In the first intermission, the Caps finally got to “anger.” Mike Knuble stood up, paced the locker room with barely restrained fury, and gave, if not quite a “Knute Rockne” version of romantic inspiration, a salty call to to his teammates to grow a pair…
"Today, it's 3-0 and it will not [censored] be one of these laughers again. It will not [censored] turn into a 5-0, 7-0 [censored] laugher. Where they're [censored] giggling getting out of their [censored] mess here. We are [censored] down 3-0 and we are going to come back and we're gonna [censored] win this thing. We're not [censored] going in the tank. That is enough right there. That's [censored] more than a year's worth. It's not going to happen again."

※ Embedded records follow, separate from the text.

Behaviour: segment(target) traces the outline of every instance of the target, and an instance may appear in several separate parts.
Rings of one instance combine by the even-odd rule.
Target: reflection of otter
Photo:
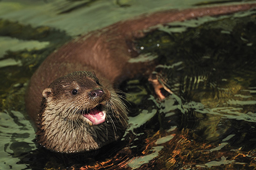
[[[122,118],[116,114],[120,112],[117,110],[120,109],[116,105],[121,103],[121,101],[113,101],[118,100],[115,97],[115,99],[111,99],[116,94],[99,85],[94,76],[89,72],[76,73],[60,78],[51,84],[54,80],[76,71],[93,70],[98,78],[103,78],[101,84],[105,87],[108,85],[112,88],[139,73],[148,75],[152,71],[152,61],[141,63],[130,60],[131,56],[138,55],[133,50],[132,40],[144,35],[141,31],[159,24],[204,15],[229,14],[255,6],[256,4],[243,4],[158,12],[118,22],[64,45],[43,62],[32,76],[28,87],[26,107],[33,119],[39,120],[37,134],[39,142],[55,151],[80,151],[98,148],[121,134],[119,131],[122,126],[120,125],[121,123],[119,120]],[[72,76],[77,76],[77,79],[73,80]],[[89,84],[88,87],[81,85],[87,83]],[[49,88],[44,90],[50,84]],[[81,89],[85,91],[81,92],[79,90]],[[44,98],[38,118],[42,92]],[[84,96],[79,96],[81,94],[80,93]],[[100,100],[92,99],[94,97],[92,97],[92,94]],[[72,100],[74,97],[77,97],[83,104],[75,103],[77,101]],[[84,103],[88,99],[90,99],[89,105],[92,105],[85,106]],[[57,101],[60,102],[57,103]],[[107,101],[111,101],[113,104],[106,104],[108,102]],[[64,103],[65,102],[67,103]],[[74,106],[83,107],[80,115],[79,111],[72,110]],[[90,110],[95,106],[98,106],[94,110]],[[70,110],[71,113],[62,112],[59,109],[61,107],[64,110]],[[123,112],[121,112],[123,116]],[[94,120],[94,118],[92,118],[91,115],[95,114],[98,114],[95,118],[96,120]],[[109,120],[110,122],[104,121],[105,116],[107,116],[106,120]],[[63,124],[66,126],[63,126]],[[98,132],[101,130],[102,132]]]

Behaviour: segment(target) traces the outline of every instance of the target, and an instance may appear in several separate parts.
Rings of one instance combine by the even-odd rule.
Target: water
[[[76,3],[87,1],[74,1],[71,6],[65,5],[72,2],[65,1],[67,4],[57,5],[61,2],[64,1],[0,1],[0,7],[4,6],[1,9],[12,9],[11,12],[0,10],[0,45],[4,47],[0,50],[0,169],[255,168],[254,11],[172,23],[136,40],[141,56],[156,58],[159,64],[155,73],[173,94],[167,93],[166,98],[160,101],[147,78],[130,80],[122,85],[131,95],[128,98],[129,126],[118,143],[95,152],[71,155],[38,148],[34,142],[34,128],[26,116],[23,97],[29,77],[42,60],[77,35],[78,29],[79,32],[86,32],[132,17],[128,10],[136,12],[135,15],[152,6],[155,7],[150,11],[164,9],[165,3],[175,3],[160,1],[157,5],[152,2],[143,6],[129,0],[114,4],[96,1],[89,7],[86,4],[64,14],[53,13],[55,21],[44,15],[50,14],[43,13],[41,8],[45,6],[48,11],[60,13],[75,8]],[[200,1],[186,2],[179,1],[173,7]],[[120,3],[125,5],[116,5]],[[107,9],[114,8],[117,13],[125,11],[124,16],[109,14],[106,17],[115,19],[98,26],[97,22],[90,23],[81,30],[78,28],[81,27],[81,22],[75,28],[64,24],[68,18],[72,20],[83,13],[96,13],[95,9],[106,4]],[[31,13],[19,16],[30,8],[34,9]],[[37,10],[40,14],[36,14]],[[101,15],[96,13],[94,17],[99,18]]]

If the Caps didn’t explode out of the locker room to start the second period, at least they stopped the bleeding. And it started with the Caps beleaguered goaltender, Michal Neuvrith. Tyler Seguin skated between two Caps at the Washington blue line and sped in on Neuvirth on a clean break. Seguin tried to deke Neuvirth to the ice to get the puck on his forehad, but even though Seguin got Neuvirth to bite, Neuvirth flashed the left pad to foil Seguin. The Caps recovered the puck, took off in the other direction, and when the puck found its way to Bradley’s stick, he cut between two Bruins and fired a wrist shot past goalie Tim Thomas’ blocker on the long side to give the Caps some life.
Karl Alzner would get the Caps within a goal with 5:28 remaining, putting the Bruins on their heels. But Tim Thomas, despite facing 26 shots in the third period (Boston would have 21 for the game), foiled the Caps efforts, not the least of which was a backhand attempt by Alex Ovechkin with ten seconds left from just outside the crease.
Although in the end it was not quite enough, the Caps finally got angry. They “won” the second and third periods, 2-0, outshooting the Bruins, 36-10. It might have been the best sustained (as in “more than a couple of shifts”) effort during the eight game losing streak. But there was going to be more work to be done – the Caps, with this loss, found themselves looking up at both Atlanta and Tampa Bay in the Southeast Division, and found themselves in seventh place in the East, just two points ahead of the eighth-place Bruins.
The Takeaway: Losing streaks are often characterized by a certain asymmetry between effort and results, and it was true here. The Caps “played” very well for the last 40 minutes of this game, but the result did not reward that effort. Just the same, one could now see the end of the losing streak ahead. The Caps had had enough and more important, were playing as if they had enough. This would be the last loss in their December swoon, and from here the Caps would go 6-0-2 in their next eight games, providing an appropriate symmetry for their 0-6-2 losing streak.
It might not have happened, though, without a veteran taking it upon himself and venting his anger – at the losing streak, at the effort, at the other guys in the room, with himself. And without the cameras of HBO recording the moment, it might never have come to light. Fans would not get a glimpse of this until the next airing of HBO’s 24/7 series, and by that time the Caps would go on to break their losing streak with wins over Ottawa and New Jersey. But when they did, they got a glimpse of how, perhaps, one speech does make a difference in a long season. And that is why this game – and Mike Knuble’s moment – mattered in the 2010-2011 season.